Netanyahu Orders Evacuation Plan for City Where a Million Gazans Shelter
Prime Minister Benjamin Netanyahu has ordered the Israeli military to draw up plans to evacuate Rafah, a Gazan city packed with more than a million people, in advance of an expected ground offensive that has set off international alarm.
In a statement announcing the orders on Friday, Mr. Netanyahu’s office did not give any details of when the evacuations might be carried out, when the Israeli military might enter the city or where people might go. Many civilians in Rafah are sheltering in rickety tents made of plastic and wood and say there is nowhere left in Gaza to avoid Israeli shelling.
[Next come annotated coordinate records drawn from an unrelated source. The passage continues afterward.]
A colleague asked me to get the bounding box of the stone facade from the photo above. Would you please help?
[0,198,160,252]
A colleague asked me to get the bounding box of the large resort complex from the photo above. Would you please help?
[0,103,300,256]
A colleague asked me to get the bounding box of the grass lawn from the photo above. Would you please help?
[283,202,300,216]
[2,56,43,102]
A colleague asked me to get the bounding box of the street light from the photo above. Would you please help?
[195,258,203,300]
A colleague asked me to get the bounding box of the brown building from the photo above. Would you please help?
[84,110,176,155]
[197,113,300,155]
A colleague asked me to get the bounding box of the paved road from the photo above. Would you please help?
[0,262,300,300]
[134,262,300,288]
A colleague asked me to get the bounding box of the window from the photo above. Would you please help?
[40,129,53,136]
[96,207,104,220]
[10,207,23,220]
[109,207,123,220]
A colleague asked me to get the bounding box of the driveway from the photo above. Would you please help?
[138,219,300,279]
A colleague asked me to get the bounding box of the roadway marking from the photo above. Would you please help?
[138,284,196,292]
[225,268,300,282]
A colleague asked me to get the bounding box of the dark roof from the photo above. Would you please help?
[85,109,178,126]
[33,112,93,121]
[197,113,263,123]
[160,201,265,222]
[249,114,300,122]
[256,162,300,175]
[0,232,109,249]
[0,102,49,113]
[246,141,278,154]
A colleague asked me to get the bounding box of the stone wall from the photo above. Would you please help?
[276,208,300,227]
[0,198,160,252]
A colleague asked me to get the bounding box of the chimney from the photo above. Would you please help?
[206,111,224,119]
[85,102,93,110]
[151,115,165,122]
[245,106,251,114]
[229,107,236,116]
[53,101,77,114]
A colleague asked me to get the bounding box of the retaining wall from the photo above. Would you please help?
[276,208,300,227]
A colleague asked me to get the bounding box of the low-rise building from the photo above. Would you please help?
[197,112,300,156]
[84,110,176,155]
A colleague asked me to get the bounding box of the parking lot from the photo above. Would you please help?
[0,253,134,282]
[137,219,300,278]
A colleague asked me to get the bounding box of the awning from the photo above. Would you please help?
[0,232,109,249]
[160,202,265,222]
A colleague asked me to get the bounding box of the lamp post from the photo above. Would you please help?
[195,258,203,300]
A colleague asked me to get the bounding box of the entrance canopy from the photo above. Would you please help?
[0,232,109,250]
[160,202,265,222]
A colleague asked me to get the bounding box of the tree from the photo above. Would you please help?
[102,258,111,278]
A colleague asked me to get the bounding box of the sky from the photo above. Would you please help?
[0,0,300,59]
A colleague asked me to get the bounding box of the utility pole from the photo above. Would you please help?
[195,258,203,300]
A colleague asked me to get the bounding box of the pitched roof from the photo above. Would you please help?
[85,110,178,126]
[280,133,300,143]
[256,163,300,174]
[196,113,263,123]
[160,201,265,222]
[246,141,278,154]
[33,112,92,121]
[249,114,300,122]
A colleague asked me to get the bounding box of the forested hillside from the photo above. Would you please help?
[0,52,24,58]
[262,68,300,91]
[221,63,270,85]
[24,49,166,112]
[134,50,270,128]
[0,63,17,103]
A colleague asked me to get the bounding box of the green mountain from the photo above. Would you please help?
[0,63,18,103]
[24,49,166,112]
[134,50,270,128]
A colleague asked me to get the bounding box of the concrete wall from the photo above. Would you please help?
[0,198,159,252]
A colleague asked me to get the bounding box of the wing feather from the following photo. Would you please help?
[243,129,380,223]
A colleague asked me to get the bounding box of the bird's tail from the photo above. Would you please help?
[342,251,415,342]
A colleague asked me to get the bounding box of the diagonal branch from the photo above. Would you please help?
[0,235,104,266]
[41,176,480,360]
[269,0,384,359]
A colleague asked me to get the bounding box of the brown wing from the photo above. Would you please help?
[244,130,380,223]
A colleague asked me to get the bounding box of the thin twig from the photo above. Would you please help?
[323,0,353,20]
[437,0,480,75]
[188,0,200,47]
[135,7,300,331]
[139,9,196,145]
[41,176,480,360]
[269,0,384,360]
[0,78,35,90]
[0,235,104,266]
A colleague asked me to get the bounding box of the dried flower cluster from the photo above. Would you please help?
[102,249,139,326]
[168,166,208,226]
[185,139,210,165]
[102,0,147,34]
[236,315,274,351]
Mr. Netanyahu’s office said it would be impossible to realize Israel’s goal of smashing Hamas’s rule in Gaza without destroying what it said were the group’s four battalions in Rafah, on Egypt’s border. The military’s “combined plan” would have to both “evacuate the civilian population and topple the battalions,” the statement said.
“Any forceful action in Rafah would require the evacuation of the civilian population from combat zones,” it said.
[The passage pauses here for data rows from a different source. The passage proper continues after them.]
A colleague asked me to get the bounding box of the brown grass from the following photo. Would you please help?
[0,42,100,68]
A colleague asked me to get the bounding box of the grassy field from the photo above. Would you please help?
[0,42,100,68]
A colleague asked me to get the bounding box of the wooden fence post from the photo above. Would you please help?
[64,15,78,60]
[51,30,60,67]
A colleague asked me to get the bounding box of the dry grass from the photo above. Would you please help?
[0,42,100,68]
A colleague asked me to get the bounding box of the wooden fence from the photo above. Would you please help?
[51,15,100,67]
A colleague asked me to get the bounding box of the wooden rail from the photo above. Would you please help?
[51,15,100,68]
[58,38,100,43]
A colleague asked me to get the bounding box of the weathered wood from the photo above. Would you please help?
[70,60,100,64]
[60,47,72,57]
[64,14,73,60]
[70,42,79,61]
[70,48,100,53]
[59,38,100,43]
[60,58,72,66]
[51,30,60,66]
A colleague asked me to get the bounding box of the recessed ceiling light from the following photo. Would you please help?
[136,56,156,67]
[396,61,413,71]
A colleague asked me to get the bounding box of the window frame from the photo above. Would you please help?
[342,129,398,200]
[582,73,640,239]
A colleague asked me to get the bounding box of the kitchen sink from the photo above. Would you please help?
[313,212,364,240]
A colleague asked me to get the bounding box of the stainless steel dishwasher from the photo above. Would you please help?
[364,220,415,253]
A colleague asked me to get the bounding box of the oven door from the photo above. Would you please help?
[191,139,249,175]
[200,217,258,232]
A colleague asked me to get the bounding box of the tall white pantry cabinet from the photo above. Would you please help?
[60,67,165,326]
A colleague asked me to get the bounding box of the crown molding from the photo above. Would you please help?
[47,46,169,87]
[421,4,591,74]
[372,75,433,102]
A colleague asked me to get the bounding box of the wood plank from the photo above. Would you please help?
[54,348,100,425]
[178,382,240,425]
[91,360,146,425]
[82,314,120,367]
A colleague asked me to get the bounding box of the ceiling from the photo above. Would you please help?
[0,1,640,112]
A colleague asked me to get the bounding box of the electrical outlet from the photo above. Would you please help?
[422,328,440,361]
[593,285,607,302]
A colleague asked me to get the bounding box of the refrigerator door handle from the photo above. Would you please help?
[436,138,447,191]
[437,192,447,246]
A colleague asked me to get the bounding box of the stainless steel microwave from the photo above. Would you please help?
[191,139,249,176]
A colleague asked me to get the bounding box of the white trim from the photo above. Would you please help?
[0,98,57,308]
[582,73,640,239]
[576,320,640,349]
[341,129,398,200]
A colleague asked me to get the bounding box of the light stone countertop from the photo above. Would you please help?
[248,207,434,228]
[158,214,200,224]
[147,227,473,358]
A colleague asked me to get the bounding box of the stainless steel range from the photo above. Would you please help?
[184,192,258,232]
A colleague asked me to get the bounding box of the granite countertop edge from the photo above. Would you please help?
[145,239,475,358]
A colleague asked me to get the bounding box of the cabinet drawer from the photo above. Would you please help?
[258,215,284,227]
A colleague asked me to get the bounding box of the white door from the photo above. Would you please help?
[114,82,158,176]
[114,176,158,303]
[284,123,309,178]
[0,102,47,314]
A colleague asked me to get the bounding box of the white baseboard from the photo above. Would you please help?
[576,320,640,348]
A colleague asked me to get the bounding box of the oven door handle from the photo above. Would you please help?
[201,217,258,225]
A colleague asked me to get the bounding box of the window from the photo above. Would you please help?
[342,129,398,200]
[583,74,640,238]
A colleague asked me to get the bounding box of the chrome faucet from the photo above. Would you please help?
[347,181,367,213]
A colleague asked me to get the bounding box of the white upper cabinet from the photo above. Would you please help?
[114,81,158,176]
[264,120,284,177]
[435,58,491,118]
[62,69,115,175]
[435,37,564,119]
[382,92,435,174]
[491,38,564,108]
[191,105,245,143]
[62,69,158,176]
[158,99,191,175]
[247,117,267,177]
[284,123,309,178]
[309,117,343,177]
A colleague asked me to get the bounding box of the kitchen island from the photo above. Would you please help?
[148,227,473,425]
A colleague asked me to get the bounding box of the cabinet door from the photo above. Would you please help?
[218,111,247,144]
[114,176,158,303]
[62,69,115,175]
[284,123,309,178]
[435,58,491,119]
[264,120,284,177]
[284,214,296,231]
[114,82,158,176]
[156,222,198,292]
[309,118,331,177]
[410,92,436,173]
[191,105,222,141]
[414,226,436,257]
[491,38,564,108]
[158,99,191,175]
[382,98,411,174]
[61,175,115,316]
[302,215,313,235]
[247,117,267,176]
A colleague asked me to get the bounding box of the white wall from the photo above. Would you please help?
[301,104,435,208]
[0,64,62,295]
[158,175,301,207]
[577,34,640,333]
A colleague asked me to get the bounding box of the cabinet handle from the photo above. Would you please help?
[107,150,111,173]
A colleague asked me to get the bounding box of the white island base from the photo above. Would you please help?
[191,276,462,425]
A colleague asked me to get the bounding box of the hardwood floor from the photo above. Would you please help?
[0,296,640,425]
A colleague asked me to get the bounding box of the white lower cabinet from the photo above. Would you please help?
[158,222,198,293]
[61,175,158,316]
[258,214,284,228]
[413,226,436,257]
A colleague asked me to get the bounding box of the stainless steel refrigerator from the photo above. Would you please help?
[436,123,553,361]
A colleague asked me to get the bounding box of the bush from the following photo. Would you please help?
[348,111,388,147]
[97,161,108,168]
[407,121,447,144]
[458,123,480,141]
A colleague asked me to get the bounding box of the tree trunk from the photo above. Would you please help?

Mr. Netanyahu’s office announced the orders less than a day after President Biden issued some of his sharpest criticism of Israel’s conduct in the war, calling it “over the top” and saying the starvation, suffering and killing of civilians had “got to stop.” His criticism, which dominated Israeli news headlines, revealed growing frustration with Mr. Netanyahu as the death toll in Gaza has risen above 27,000, according to the territory’s health officials.
After Mr. Netanyahu said this week that he had ordered troops to prepare to enter Rafah, aid agencies, the United Nations and U.S. officials said the prospect of an incursion there was particularly alarming.